The type of sanitiser you will likely see in a clinic
In clinics, runny, liquid hand sanitisers like those you can make from the WHO recipes are easily transferred to the hands of patients, doctors, and visitors from wall-mounted dispensers. For consumers, hand sanitiser gels are a lot easier to carry and dispense. They can be used on the go. This is as it’s easier to squeeze a gel from the bottle without spilling it everywhere. Gels also slow the evaporation of alcohol. This ensures it has time to cover your hands. It also ensures it can work against the microbes that might be present.
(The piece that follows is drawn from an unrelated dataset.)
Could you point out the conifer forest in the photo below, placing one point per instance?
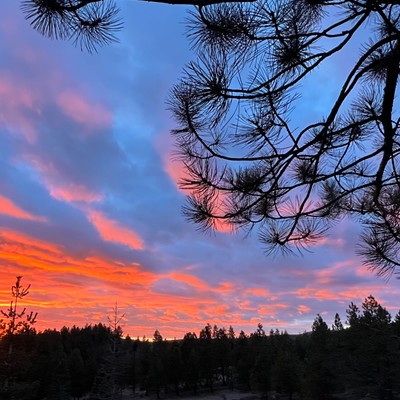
(358, 358)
An early origin of the use of hand sanitiser
While alcohol has been in use as an antiseptic since the late-1800s least, the exact origins of hand sanitiser are up for debate. One version of the story points to Lupe Hernandez, a nursing student in Bakersfield, California in 1966. Lupe is seen as the inventor of hand sanitiser after combining alcohol and gel. This was for use by doctors in situations where they don’t have time to access soap. The same too was where they couldn’t access warm water before treating patients. However, a recent investigation by the Smithsonian Institution historian Joyce Bedi was unable to turn up any trace of Hernandez, or any evidence of a U.S. patent for hand sanitiser under that name from the 1960s.
Overall
Throughout the 2000s, hospitals around the world started the widespread practice of placing hand sanitiser pumps throughout medical facilities. It is as though the pandemic as we see it has seen us look once again at how key and also useful a good hand sanitiser is. It can help kill germs in every sense and ensure you hygiene is to a much higher standard too. The best things also about a hand sanitiser too is you can also carry it around with you. This means you know more what you are putting on to your hands.